A nervous system-dependent component to cholinergic agonist contractions of the intestinal tissues from Richardson ground squirrels was revealed. Since TTX removed an inhibitory component of cholinergic contractions of the jejunum from animals on a low cholesterol diet (Figures 2A and 2C), a part of carbachol-elicited contractions, in low cholesterol dieted animals, are neuronally mediated. Given that carbachol is a mixed muscarinic-nicotinic receptor agonist [35], the neuronal component to cholinergic contractions could be mediated by either nicotinic or muscarininc receptors on neurons and nerve terminals [3641]. Since hexamethonium, unlike TTX, did not modify carbachol contractions (Figure 1B) the potentiation of the carbachol-elicited contractions did not involve nicotinic receptors, but rather neuronal muscarinic receptors. This modulation by TTX of carbachol-elicited contractions was not evident in the ileum (Figure 4B), and thus either neuronal muscarinic receptors are absent, or possibly obscured, in this intestinal segment by the simultaneous activation of inhibitory and stimulatory receptors, or, as discussed above, the cholesterol metabolites causing the changes in the jejunum are not present in sufficient concentrations in the more distal segments of the small intestine.
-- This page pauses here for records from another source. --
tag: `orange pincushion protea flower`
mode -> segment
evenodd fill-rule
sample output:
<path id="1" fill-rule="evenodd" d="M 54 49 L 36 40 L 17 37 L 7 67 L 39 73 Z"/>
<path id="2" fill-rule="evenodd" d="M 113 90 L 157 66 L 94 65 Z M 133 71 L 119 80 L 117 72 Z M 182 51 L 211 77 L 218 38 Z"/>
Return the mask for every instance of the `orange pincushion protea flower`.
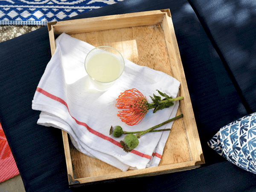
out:
<path id="1" fill-rule="evenodd" d="M 118 112 L 117 116 L 128 125 L 139 124 L 148 111 L 147 99 L 136 89 L 121 93 L 116 100 L 116 106 L 124 109 Z"/>
<path id="2" fill-rule="evenodd" d="M 151 103 L 148 103 L 146 97 L 136 89 L 127 90 L 121 93 L 116 99 L 116 106 L 124 110 L 118 112 L 117 116 L 128 125 L 137 125 L 143 119 L 149 109 L 154 109 L 153 113 L 154 113 L 157 111 L 172 106 L 174 104 L 173 101 L 183 99 L 183 96 L 173 98 L 165 93 L 157 91 L 165 98 L 161 100 L 161 97 L 153 94 L 154 97 L 149 96 L 153 101 Z"/>

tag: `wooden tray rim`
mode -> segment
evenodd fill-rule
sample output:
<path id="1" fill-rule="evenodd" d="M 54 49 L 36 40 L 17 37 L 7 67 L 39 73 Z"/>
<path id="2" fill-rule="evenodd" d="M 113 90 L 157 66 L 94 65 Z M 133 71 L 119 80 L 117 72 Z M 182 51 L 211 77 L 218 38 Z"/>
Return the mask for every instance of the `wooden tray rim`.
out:
<path id="1" fill-rule="evenodd" d="M 136 19 L 136 18 L 143 17 L 143 19 L 146 19 L 147 18 L 145 17 L 145 16 L 150 16 L 151 18 L 153 18 L 153 20 L 151 21 L 148 21 L 146 23 L 145 25 L 142 25 L 140 23 L 139 24 L 136 24 L 136 23 L 131 23 L 131 25 L 129 25 L 127 23 L 124 23 L 123 25 L 120 25 L 119 27 L 116 28 L 111 28 L 111 29 L 97 29 L 96 30 L 90 30 L 86 31 L 85 32 L 89 32 L 91 31 L 97 31 L 101 30 L 108 30 L 110 29 L 120 29 L 125 27 L 130 27 L 133 26 L 144 26 L 149 25 L 154 25 L 156 24 L 162 24 L 163 22 L 166 22 L 164 20 L 170 19 L 171 17 L 171 13 L 169 9 L 162 9 L 160 10 L 151 11 L 143 11 L 137 13 L 132 13 L 122 14 L 115 15 L 110 15 L 106 16 L 100 17 L 91 17 L 89 18 L 84 19 L 80 19 L 77 20 L 67 20 L 67 21 L 63 21 L 59 22 L 50 22 L 47 23 L 48 32 L 49 33 L 49 38 L 50 40 L 50 44 L 51 47 L 51 51 L 52 52 L 52 55 L 53 54 L 55 50 L 55 41 L 54 38 L 55 34 L 60 34 L 62 32 L 60 32 L 56 29 L 58 29 L 58 27 L 62 26 L 65 27 L 69 25 L 71 25 L 72 26 L 74 26 L 74 25 L 76 25 L 79 23 L 81 23 L 84 24 L 84 23 L 87 22 L 89 22 L 91 23 L 92 22 L 95 22 L 97 20 L 98 22 L 101 22 L 102 21 L 106 21 L 108 20 L 114 20 L 115 22 L 116 21 L 122 20 L 122 19 L 124 18 L 127 19 L 128 18 L 129 19 L 132 19 L 133 20 Z M 154 18 L 154 16 L 157 16 L 156 18 Z M 169 21 L 170 22 L 170 21 Z M 171 22 L 172 22 L 171 20 Z M 168 22 L 167 22 L 166 25 L 168 25 Z M 170 30 L 172 29 L 170 29 Z M 164 32 L 164 33 L 165 32 Z M 69 33 L 66 33 L 69 34 Z M 70 33 L 70 34 L 72 34 Z M 170 37 L 170 36 L 169 36 Z M 173 38 L 175 38 L 175 41 L 177 43 L 177 40 L 176 40 L 176 37 L 172 37 Z M 168 42 L 166 42 L 168 43 Z M 167 44 L 167 46 L 168 45 Z M 176 51 L 178 52 L 178 55 L 179 55 L 179 51 L 178 48 L 177 47 L 177 43 L 176 45 Z M 168 49 L 167 48 L 167 50 Z M 177 59 L 177 58 L 176 58 Z M 180 58 L 178 58 L 180 60 L 180 65 L 181 65 L 182 67 L 182 64 Z M 179 66 L 180 67 L 180 66 Z M 185 89 L 187 89 L 186 87 L 186 79 L 184 80 L 186 82 Z M 190 104 L 191 106 L 190 106 L 190 110 L 192 108 L 192 104 L 190 98 L 189 99 L 189 103 L 190 102 Z M 184 104 L 185 105 L 185 104 Z M 198 132 L 197 131 L 197 128 L 196 127 L 196 124 L 195 120 L 195 117 L 194 116 L 194 113 L 192 111 L 192 112 L 189 112 L 189 114 L 192 114 L 191 115 L 191 120 L 192 122 L 193 122 L 193 127 L 195 127 L 196 130 L 192 130 L 193 133 L 195 137 L 198 137 L 199 138 L 199 135 L 198 135 Z M 68 138 L 67 133 L 64 131 L 62 131 L 62 137 L 63 139 L 63 142 L 64 145 L 64 149 L 65 152 L 65 156 L 66 158 L 66 161 L 67 169 L 67 173 L 68 177 L 69 180 L 69 184 L 70 186 L 73 186 L 75 184 L 84 183 L 87 183 L 94 182 L 96 181 L 105 181 L 109 179 L 113 179 L 118 178 L 123 178 L 126 177 L 139 177 L 140 176 L 150 176 L 152 175 L 160 175 L 162 174 L 168 173 L 170 172 L 175 172 L 177 171 L 181 171 L 185 170 L 189 170 L 196 168 L 199 167 L 201 166 L 201 165 L 204 164 L 205 163 L 204 156 L 202 153 L 200 155 L 199 160 L 192 160 L 191 161 L 188 161 L 186 162 L 180 163 L 175 164 L 172 164 L 166 165 L 162 165 L 157 167 L 154 167 L 149 168 L 146 168 L 143 169 L 138 169 L 134 170 L 131 171 L 128 171 L 126 172 L 118 172 L 115 173 L 108 174 L 103 175 L 99 175 L 96 176 L 90 177 L 88 178 L 82 178 L 76 179 L 74 177 L 73 170 L 72 169 L 72 160 L 71 158 L 71 155 L 70 154 L 70 149 L 69 147 L 69 143 L 68 141 Z M 199 141 L 200 142 L 200 141 Z M 201 146 L 201 144 L 200 146 Z M 201 148 L 201 151 L 202 151 Z"/>

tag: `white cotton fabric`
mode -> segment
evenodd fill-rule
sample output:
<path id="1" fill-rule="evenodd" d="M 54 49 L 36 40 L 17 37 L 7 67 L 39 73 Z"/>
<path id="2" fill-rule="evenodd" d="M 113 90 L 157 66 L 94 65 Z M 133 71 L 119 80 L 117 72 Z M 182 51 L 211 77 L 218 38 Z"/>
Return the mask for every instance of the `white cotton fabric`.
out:
<path id="1" fill-rule="evenodd" d="M 129 126 L 116 115 L 116 99 L 125 90 L 135 88 L 145 96 L 159 95 L 157 89 L 177 97 L 180 83 L 164 73 L 125 59 L 124 71 L 110 89 L 99 92 L 90 86 L 84 67 L 87 54 L 94 47 L 63 33 L 56 40 L 56 51 L 38 85 L 32 109 L 41 111 L 37 123 L 60 129 L 69 135 L 73 144 L 82 153 L 97 158 L 123 171 L 157 166 L 169 132 L 148 133 L 139 139 L 139 145 L 125 152 L 119 138 L 109 135 L 111 126 L 126 131 L 142 131 L 176 116 L 179 102 L 153 113 L 149 110 L 138 125 Z M 40 91 L 40 90 L 41 90 Z M 158 129 L 170 128 L 171 122 Z M 159 155 L 158 155 L 159 156 Z"/>

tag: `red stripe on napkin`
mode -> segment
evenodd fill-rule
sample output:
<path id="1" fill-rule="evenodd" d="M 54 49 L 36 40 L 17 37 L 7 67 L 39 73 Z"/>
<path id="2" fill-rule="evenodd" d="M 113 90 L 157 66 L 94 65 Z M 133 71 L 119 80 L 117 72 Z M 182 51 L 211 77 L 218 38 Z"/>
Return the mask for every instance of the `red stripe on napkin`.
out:
<path id="1" fill-rule="evenodd" d="M 88 125 L 85 123 L 79 121 L 77 120 L 75 117 L 73 117 L 70 113 L 69 109 L 68 109 L 68 106 L 67 106 L 67 104 L 62 99 L 61 99 L 58 97 L 55 96 L 52 94 L 51 94 L 50 93 L 47 92 L 47 91 L 44 91 L 44 90 L 42 89 L 41 89 L 39 87 L 38 87 L 36 89 L 36 91 L 39 92 L 40 93 L 41 93 L 42 94 L 45 95 L 46 96 L 47 96 L 49 98 L 50 98 L 51 99 L 52 99 L 53 100 L 55 100 L 55 101 L 60 103 L 61 103 L 61 104 L 64 105 L 65 106 L 66 106 L 66 107 L 67 109 L 67 110 L 68 111 L 68 112 L 70 114 L 70 115 L 71 116 L 71 117 L 73 119 L 74 119 L 74 120 L 76 121 L 76 123 L 78 124 L 78 125 L 81 125 L 82 126 L 84 126 L 86 127 L 87 129 L 90 133 L 95 135 L 96 136 L 97 136 L 99 137 L 100 137 L 100 138 L 101 138 L 102 139 L 105 139 L 105 140 L 108 140 L 108 141 L 116 145 L 116 146 L 118 146 L 119 147 L 122 148 L 122 146 L 120 144 L 120 143 L 119 143 L 119 142 L 116 141 L 116 140 L 112 139 L 111 138 L 110 138 L 109 137 L 108 137 L 107 136 L 106 136 L 106 135 L 102 134 L 102 133 L 100 133 L 99 132 L 98 132 L 97 131 L 95 131 L 95 130 L 93 129 L 92 128 L 91 128 L 89 126 L 88 126 Z M 136 150 L 134 150 L 134 149 L 133 149 L 130 152 L 133 153 L 134 154 L 138 156 L 139 156 L 140 157 L 141 157 L 142 158 L 146 158 L 148 159 L 151 159 L 151 156 L 148 155 L 147 155 L 147 154 L 145 154 L 141 152 L 136 151 Z M 160 155 L 161 156 L 161 158 L 162 155 Z M 155 155 L 155 156 L 156 156 L 156 157 L 159 157 L 158 156 L 158 155 L 157 156 Z"/>
<path id="2" fill-rule="evenodd" d="M 153 157 L 156 157 L 160 159 L 162 159 L 162 155 L 157 153 L 153 153 L 153 155 L 152 155 L 152 156 Z"/>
In the small intestine 5-HT4 receptors, targets for tegaserod action are found exclusively on enteric nerves [43]. The 5-HT4 receptors, localized to cholinergic nerves, are involved in the contraction of smooth muscle from canine small and large intestines [43, 44] and human large intestines [43]. Mucosal release of 5-HT with activation of 5-HT4 receptors on sensory neurons that relay via enteric interneurons to cholinergic motor neurons regulates the peristaltic reflex [4548]. The rationale for the therapeutic use of agents acting at 5-HT4 receptors to modulate visceral hypersensitivity supposes that continuous mucosal stimuli cause auto-inhibition and desensitization of 5-HT4 receptors [49], and intramural sensory pathways [50]. We did not investigate this sensory-effecter pathway for smooth muscle activation, but rather we examined, using a regimen of drug administration used therapeutically, the actions of tegaserod on cholinergic receptor activation with carbachol. This 28 day treatment with tegaserod removed the potentiating effects of cholesterol diet on cholinergic contractions of the jejunum (Figure 1B) due to the masking of enteric nerve dependent-mediated inhibition of jejunal contractions (Figures 1B and 2D). These effects of tegaserod may also have contributions from unexplored variables such as changes in cholesterol metabolism and contraction-dependent reflex-induced release of 5-HT from enteric nerves.

Conclusion

Maintaining ground squirrels on a high cholesterol diet for 4 weeks resulted in the removal of an enteric nervous system-dependent, muscarinic suppression of cholinergic contractions of jejunal smooth muscle. This cholesterol-mediated inhibition of muscarinic neuronal transmission was prevented by tegaserod, a 5-HT4-partial agonist.